Most water law reform processes focus singularly on statutory law. However, in many countries, a plural legal system is in place, whether it is officially recognised or not. Especially in rural areas and among indigenous peoples, customary laws and practices provide the rules that define people’s lives and interactions. They are relied upon in developing access to and use of natural resources, especially water, and in resolving management conflicts. In many places, this is true even if customary practices contradict statutory law and adherence to them is penalised. If lawmakers and project managers who aim to promote IWRM ignore customary law and practices, implementation failure may occur or negative consequences may result for individuals and groups who were better served by customary-based systems – especially the poor.
Customary law can be defined as evolved rules and practices that enable community members to distinguish between acceptable and unacceptable behaviour. It includes conventions and usages that people adhere to and methods for dispute settlement.
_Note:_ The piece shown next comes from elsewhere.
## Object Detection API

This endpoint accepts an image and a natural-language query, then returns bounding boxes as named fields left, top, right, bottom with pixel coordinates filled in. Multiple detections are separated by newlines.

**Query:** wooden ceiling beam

Customary law is generally produced by repetition in time, and transmitted through socialisation. It is carried out by a specific group of people in a certain territory, where the people – or part of the people – accept those rules as binding upon them for any length of time. Customary law is often tied to religious beliefs which reinforce compliance. Other mechanisms for penalising misbehaviour include monetary fines, public humiliation or even ostracism by the community.
Since customary law is constantly evolving and can differ from place to place and from community to community, no uniform or final description can be given. However, customary law for water resources is often linked to land rights and the protection of local biodiversity, since those tend to encompass soil, sub-soil and linked water resources. Land and water usually belong to a spiritual entity or to the community, not the individual. Land is normally held in communal trust but in some case can also be apportioned by a chief, village elders, or other figures of authority.
Land titles and related water rights are passed on through generations, but can also be acquired through fees and payments in kind. Developing a water source (e.g. digging a well) or helping to maintain water infrastructure systems also entitle a person to use the resource. Customary law can also include provisions for when a water source is shared between different communities, such as the understanding that bathing and washing take place downstream of where drinking water is extracted, for example.
Customary practices follow an inherently integrated, holistic approach. They usually conceive of natural resources as part of an intertwined system in which rights and obligations relating to ecological, spiritual, cultural, economic, and social dimension of life are not differentiated. Consequently, customary law can provide new ideas, values and responses to the preservation and protection of water resources, and assist implementation of precautionary principles. The inclusion of indigenous practices and knowledge can also be helpful in setting a baseline for environmental and cultural flows (see C2.04), for example by providing standards and targets that are in accordance with the practices and values of affected communities. The indigenous practices in terms of harvesting water related resources, including fish and other marine and aquatic products, tends to be particularly marked by this holistic and spiritual vision.
Even though Principle 22 of the Rio Declaration on Environment and Development specifically recognizes the importance of indigenous customary law for environmental protection and sustainable natural resource management, modern domestic statutory law often doesn’t reflect that. Customary law is either entirely ignored or considered as a set of second order rights, to be met by policy objectives after other claims have been satisfied. In some countries, customary law is recognized on a case-to-case basis, as a normative system but not as a competing legal system. The third option is official legal pluralism, which recognizes both statutory and customary law. Further direction on integrating various legal frameworks is provided in A2.04.
When designing and implementing IWRM policies and plans, it is important to take into account the social norms of the local peoples (i.e. customary law) and ensure that the new plans don’t clash with those practices. If they do, dialogue with the communities needs to be initiated to garner support for the new policies and to make sure they don’t disadvantage weak groups that were protected in customary schemes. One mode of reconciling new management projects and customary law is to consider the Cultural Health Index (CHI) in decision making. The index uses various weighted factors that are determined by the community/the indigenous peoples themselves and thus reflects core concerns, rights and interests.
- IWRM plans which fail to take into account customary practices are likely to lead to counterproductive results and unsustainable practices.
- It is vital that IWRM-linked loans that wish to regulate the use of water resources through statutory law do not drive out plural customary laws without consideration. Such arbitrary rejection of customary practices can have severely negative consequences for individuals and groups who have been better off under the customary system.
- Conflicts that arise in relation to IWRM are often due to a discrepancy between expectations and ideas regarding property relations that go back to customary systems, and rights and privileges flowing from individualisation and registration.
- Customary law can differ from place to place, even within one ethnic or language community.
- The scale on which customary law applies may not be the same as those of statutory law. For instance, IWRM legal frameworks normally focus on a basin-wide approach while customary law is concerned with people(s) and not necessarily geographic units of analysis.
- To consider customary law in IWRM means to respect cultural heritage and the right of traditional culture to exist, and this can contribute to the Sustainable Development Goal (SDG) 16: promote just, peaceful and inclusive societies.